William Bruce Bimat was born in Bakersfield in 1947. At nine years of age, the family moved from the big city to Oildale where he officially became a “Dalian”. Bill’s family home was located on an oil lease off of Porterville Highway and very near North High. He attended Beardsley Elementary and Junior High before becoming a North High Star.
Bill was a skinny, 6 foot 2 inch freshman, and was referred to as Bill “The Beanpole” Bimat by his coaches. He participated in football, basketball, and track all four years lettering in all three sports. Bill still holds the North High long jump record of 23 feet 7 inches, which he set in 1965. Bill was given a dual scholarship for football and track to U.C. Berkeley when he graduated from North in 1965 at the age of 17. After playing football for Cal his freshman year, Bill followed his football coach to U.C. Santa Barbara where he played the next three seasons until his graduation in 1970.
Bill married his high school sweetheart, and fellow “Dalian”, Linda Ogelsby, in 1969. They returned to Bakersfield in 1970, and, in 1974, welcomed their first daughter Angie, followed by Katie in 1976. Of course, the girls would follow their Dad to North High. Bill would later receive his Masters in Education and his Administrative Credential from CSU Bakersfield.
In 1972, much to Bill’s delight, he was hired as a history teacher at his alma mater. He would spend his entire professional career at North as a teacher, coach, Activities Director, Counselor, Assistant Principal, and finally as the Principal of North High School until his death in 1994 at the age of 47. In 2001, the Norris School District, where Bill served as board member for a number of years, named its newest elementary school after him; an honorable tribute to a man who dedicated his life to education.

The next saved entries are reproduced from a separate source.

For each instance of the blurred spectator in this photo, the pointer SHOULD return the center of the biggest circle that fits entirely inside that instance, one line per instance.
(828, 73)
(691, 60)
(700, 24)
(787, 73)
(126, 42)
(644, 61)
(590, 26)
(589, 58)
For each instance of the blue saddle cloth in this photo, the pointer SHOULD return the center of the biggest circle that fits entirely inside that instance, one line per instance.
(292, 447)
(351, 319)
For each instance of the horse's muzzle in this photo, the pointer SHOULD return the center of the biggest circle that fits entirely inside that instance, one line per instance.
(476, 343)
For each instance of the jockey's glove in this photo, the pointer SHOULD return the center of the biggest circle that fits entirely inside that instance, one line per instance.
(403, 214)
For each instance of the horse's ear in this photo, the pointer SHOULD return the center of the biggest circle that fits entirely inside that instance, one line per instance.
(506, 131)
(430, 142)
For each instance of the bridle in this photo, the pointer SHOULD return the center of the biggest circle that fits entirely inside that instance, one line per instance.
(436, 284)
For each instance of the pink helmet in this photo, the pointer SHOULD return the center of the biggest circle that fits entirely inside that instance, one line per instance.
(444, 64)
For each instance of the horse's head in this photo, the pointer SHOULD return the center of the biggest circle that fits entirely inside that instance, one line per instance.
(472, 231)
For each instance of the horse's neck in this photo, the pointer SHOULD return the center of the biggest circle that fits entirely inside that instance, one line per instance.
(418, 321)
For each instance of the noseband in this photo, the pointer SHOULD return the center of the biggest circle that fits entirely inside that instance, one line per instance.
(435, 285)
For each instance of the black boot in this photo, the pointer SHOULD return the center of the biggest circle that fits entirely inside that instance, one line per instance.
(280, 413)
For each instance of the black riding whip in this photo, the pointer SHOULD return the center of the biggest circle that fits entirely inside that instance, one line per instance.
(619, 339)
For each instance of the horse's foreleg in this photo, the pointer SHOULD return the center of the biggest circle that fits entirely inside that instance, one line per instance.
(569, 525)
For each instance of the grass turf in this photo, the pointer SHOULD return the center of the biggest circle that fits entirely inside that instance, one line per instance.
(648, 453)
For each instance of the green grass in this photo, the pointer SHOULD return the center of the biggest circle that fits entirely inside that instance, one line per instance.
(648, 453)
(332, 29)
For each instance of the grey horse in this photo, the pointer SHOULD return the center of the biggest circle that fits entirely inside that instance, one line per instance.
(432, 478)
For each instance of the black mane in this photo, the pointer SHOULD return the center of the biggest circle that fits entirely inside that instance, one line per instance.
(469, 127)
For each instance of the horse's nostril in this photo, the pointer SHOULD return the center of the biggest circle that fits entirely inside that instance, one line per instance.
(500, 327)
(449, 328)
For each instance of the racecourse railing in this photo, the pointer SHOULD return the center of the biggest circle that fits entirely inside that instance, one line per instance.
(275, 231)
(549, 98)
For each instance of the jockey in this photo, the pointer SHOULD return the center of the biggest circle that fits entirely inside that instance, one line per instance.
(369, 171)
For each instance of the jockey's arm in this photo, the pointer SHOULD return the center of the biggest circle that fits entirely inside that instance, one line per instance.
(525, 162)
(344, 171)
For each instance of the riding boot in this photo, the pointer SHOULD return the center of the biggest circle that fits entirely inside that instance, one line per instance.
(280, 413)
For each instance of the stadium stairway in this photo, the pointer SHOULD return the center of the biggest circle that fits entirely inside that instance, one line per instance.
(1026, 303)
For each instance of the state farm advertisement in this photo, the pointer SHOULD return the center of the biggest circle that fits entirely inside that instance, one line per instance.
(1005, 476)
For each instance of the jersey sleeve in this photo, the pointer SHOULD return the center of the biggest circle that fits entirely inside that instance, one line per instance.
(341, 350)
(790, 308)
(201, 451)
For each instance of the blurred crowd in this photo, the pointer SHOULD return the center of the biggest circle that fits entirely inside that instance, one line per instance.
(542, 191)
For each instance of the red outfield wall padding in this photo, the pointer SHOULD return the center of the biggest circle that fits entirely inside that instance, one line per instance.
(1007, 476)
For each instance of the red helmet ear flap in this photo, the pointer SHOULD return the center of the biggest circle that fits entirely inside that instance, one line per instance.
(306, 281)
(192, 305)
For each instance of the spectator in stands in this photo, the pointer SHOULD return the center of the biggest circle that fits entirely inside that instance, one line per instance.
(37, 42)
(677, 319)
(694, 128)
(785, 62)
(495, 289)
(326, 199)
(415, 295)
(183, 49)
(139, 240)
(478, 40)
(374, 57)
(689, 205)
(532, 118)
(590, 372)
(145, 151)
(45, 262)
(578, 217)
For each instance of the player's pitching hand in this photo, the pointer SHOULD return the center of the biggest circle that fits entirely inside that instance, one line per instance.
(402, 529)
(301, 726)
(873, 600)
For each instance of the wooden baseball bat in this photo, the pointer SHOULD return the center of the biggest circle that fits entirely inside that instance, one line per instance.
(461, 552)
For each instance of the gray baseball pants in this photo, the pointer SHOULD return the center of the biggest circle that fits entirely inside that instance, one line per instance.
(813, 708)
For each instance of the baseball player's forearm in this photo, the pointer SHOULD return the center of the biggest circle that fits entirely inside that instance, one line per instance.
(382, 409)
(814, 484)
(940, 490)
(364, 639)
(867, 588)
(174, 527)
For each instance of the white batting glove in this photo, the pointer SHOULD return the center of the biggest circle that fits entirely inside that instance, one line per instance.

For Bill, North High was not just the place where he worked. North High was Bill’s second home. He literally spent more than half of his life on this campus, either walking the halls and running on the fields as a student-athlete, or walking the halls and running on the side-lines as a teacher-mentor. As a kid from Oildale who had attended this school, and, who was able to further his education because of the athletics program here, Bill had a unique and special connection with the kids he taught and coached. He could commiserate with the students who were struggling in class because he too had struggled in those same classes, and in some cases, even with the same teachers. He knew exactly what it was like for his students, who spent countless hours in tackling drills, or shooting baskets, or running around the track, because he had done the same thing on the same fields, courts, and tracks. This life-long connection with Oildale in general, and with North High specifically, caused him to cheer a little louder from the sidelines, help a little more in the classroom, and listen a little better in the Principal’s office.